In This Place

The work ‘Family’ was made in 1994. This series of images of my sister and her three children presents a narrative of childhood containing both joy and imperfection. ‘In This Place’ updates the story of the children and where their lives have taken them as adults. In the intervening years, their mother has died and they have all started their own families with seven children between them. All have moved from one housing estate in Central Scotland poised to undergo urban regeneration, to another in the same town, where they live in similar flats in random pockets that have yet to be touched by redevelopment.

Fundamentally, this is a story of people’s lives: what they do and what they want. Where the ‘place’ is both mental and physical: where we put ourselves and where we are put, sometimes by others and sometimes by circumstance. What puts us there, what keeps us there, and do we want to be there? These are the central questions of ‘In This Place’.

Family (1994)
‘Family’ initially began as a project on my sister and her experiences as a parent but quickly became a story on children and their childhood world that I was allowed a glimpse into. This was a world at times both tender and tough, loving yet bewildering.
The three children had a distinct inner and interconnected world, existing within a cocoon of support for and from one another. All their experience was interdependent on the other, and their mother was only really there on the periphery – to feed and to clothe and to wash – but their actual lives were fundamentally lived with and for one another.

At the time, I thought it not important that this was part of my own extended family yet by calling it ‘Family’, I still wanted to claim the photographs whilst leaving it open to interpretation. My sister is dead now and her children are adults with their own children and their own families. So the family renews. It endures.

In This Place (2016 ongoing)
With the death of my sister, a further loss presented itself – a growing disconnection from her children and especially from her grandchildren that I wanted to repair. Although most of my work is not personal, I appreciate that photography has allowed me into so many people’s lives, so perhaps it is what I turn to – it is the excuse, the reason, and the justification to be there. Or at least a possibility, an entry point to grow from. So began ‘In This Place’.

Looking at family and home, connections and place and touching on issues of social and personal inertia. Behind my personal connection sits a larger narrative of social mobility, environment and choice. Do we have choices in life or are some predetermined to an extent and made for us?

Life feels somewhat static in the housing estates of Central Scotland. Motionless. Immobile. Within this social landscape all that has changed for the children from 1994 is movement from one area scoring high in The Scottish Index of Multiple Deprivation to another. A simple bus ride across town.

Yet against this backdrop of parental loss and limited life options there is a glue that binds the original three children together – living in similar flats, in the same area – intertwined and interdependent as they were in 1994. Together, they are and remain, ‘In This Place’.

Margaret Mitchell

Margaret Mitchell is a photographer based in Glasgow. Her overarching interest lies in people and their stories, with childhood, youth, place and belonging often explored in the people and places photographed.

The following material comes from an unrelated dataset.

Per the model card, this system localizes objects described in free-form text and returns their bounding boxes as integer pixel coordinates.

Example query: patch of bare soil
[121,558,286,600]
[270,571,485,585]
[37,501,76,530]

She often photographs children and young people - people in the midst of establishing a sense of self; sometimes being in transformation from one state to another: child to youth to adult. The inner and lived worlds of others are central to her photography with her work seeking to portray the individual and their experience(s).

Her work has been exhibited widely, including at the European Parliament and at the National Portrait Gallery as part of the Taylor Wessing Photographic Portrait Prize.

Alongside her own photographic practice, her interests span curating, teaching and participatory arts practice. She set up The Story Portrait, an online journal where photographers discuss one of their portraits. She previously lectured for over a decade in photography and continues to work within community and collaborative arts settings.